Так осыпались ей на сердце ее легкие мысли, но внутри нее шевелилось беспокойство, жестокое, как тоска, та самая тоска, которая заставила ее войти, ища убежища, в это незнакомое место. "Ах, я сумею спрятаться от вас! Я далеко-далеко!" Она была теперь далеко от своих палачей; избежала пытки; дышала свободно, попавши в струю счастливого ветра, который, может быть, унесет ее дальше за собой. И между мукой и восторгом ее, между страхом и надеждой, между воспоминаниями и предчувствиями прокрадывалась некоторая доля мстительного наслаждения, когда она увидела, что во львином взоре зажегся фосфорический блеск и заблестели маленькие белые зубы из-за рыжей бороды, по цвету похожей на позолоченную медь, с которой местами сходит позолота. И одно только это чувство удовольствия было определенным, а все остальные были туманны. И ощущение молодости своей было для нее ощущением бессмертия.

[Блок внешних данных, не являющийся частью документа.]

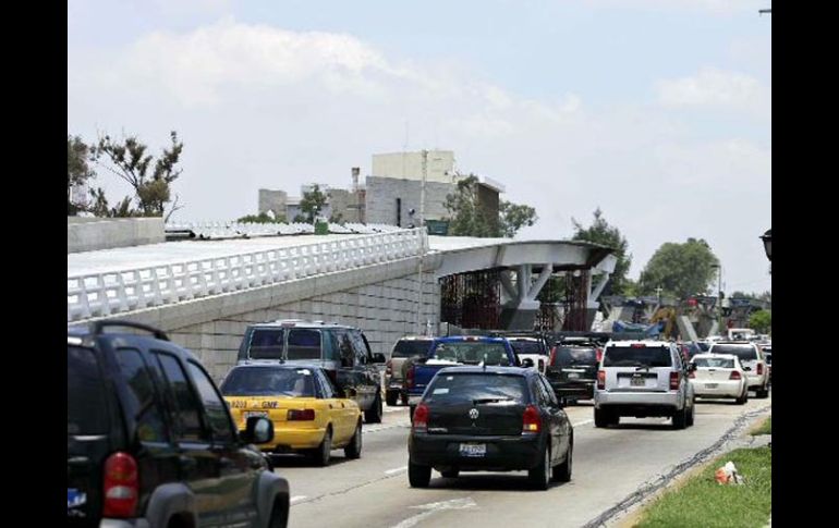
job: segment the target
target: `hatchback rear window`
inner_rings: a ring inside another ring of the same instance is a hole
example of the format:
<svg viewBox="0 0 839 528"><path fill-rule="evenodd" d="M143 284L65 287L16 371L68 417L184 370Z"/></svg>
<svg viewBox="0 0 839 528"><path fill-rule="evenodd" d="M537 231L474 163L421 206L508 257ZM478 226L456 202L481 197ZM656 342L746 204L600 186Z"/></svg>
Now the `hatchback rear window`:
<svg viewBox="0 0 839 528"><path fill-rule="evenodd" d="M597 365L597 351L582 346L560 346L554 356L552 367L571 365Z"/></svg>
<svg viewBox="0 0 839 528"><path fill-rule="evenodd" d="M522 376L498 373L438 374L426 390L425 402L524 402L527 384Z"/></svg>
<svg viewBox="0 0 839 528"><path fill-rule="evenodd" d="M732 354L739 357L741 361L757 359L757 352L755 352L752 345L714 345L710 352L714 354Z"/></svg>
<svg viewBox="0 0 839 528"><path fill-rule="evenodd" d="M604 367L670 367L670 348L665 346L609 346Z"/></svg>
<svg viewBox="0 0 839 528"><path fill-rule="evenodd" d="M255 329L251 334L248 357L252 359L279 359L282 357L285 329Z"/></svg>
<svg viewBox="0 0 839 528"><path fill-rule="evenodd" d="M107 394L99 361L89 348L66 348L66 432L108 432Z"/></svg>
<svg viewBox="0 0 839 528"><path fill-rule="evenodd" d="M428 355L428 349L434 341L400 340L393 347L393 354L390 357L416 357Z"/></svg>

-- Одна роза потеряна, другая -- найдена! Кто вас посылает ко мне? Вы действительно пришли из Мадуры? Совершили такой длинный путь? Сегодня в первый раз я понесу с собой в небо цветок Будет он легок, как вы думаете? Может быть, на нем лежит бремя двойной судьбы. Я унесу его высоко-высоко. Обещаю вам, что отнесу его сегодня на высоту, еще не достигнутую ни мной, ни кем-либо другим, выше облаков.
-- О нет!
-- Разве вы не для этой цели подарили ее мне? Разве не потому у вас пояс голубого цвета? Она перейдет с малого круга на большой круг того же самого цвета.
Он горел необычным опьянением, и на лице его играла удивительная улыбка, которая сглаживала резкость черт его лица и, с другой стороны, рассекала его грусть. Казалось, будто неожиданное появление этой девушки -- создания его мечты и самой погруженной в мечты -- пробудило в нем звуки славы, представлявшие мир таким ярким, пламенным, свободным, как никогда дотоле. Он уже не чувствовал недоверия и презрения к людям. Вся его душа обвилась вокруг новой судьбы и сама просветлела, но ее закрыла, как абажур, надетый на лампу. Какой добрый гений привел к нему эту девушку -- сестру той женщины, которую любил его друг? В силу какой гармонии произошло это?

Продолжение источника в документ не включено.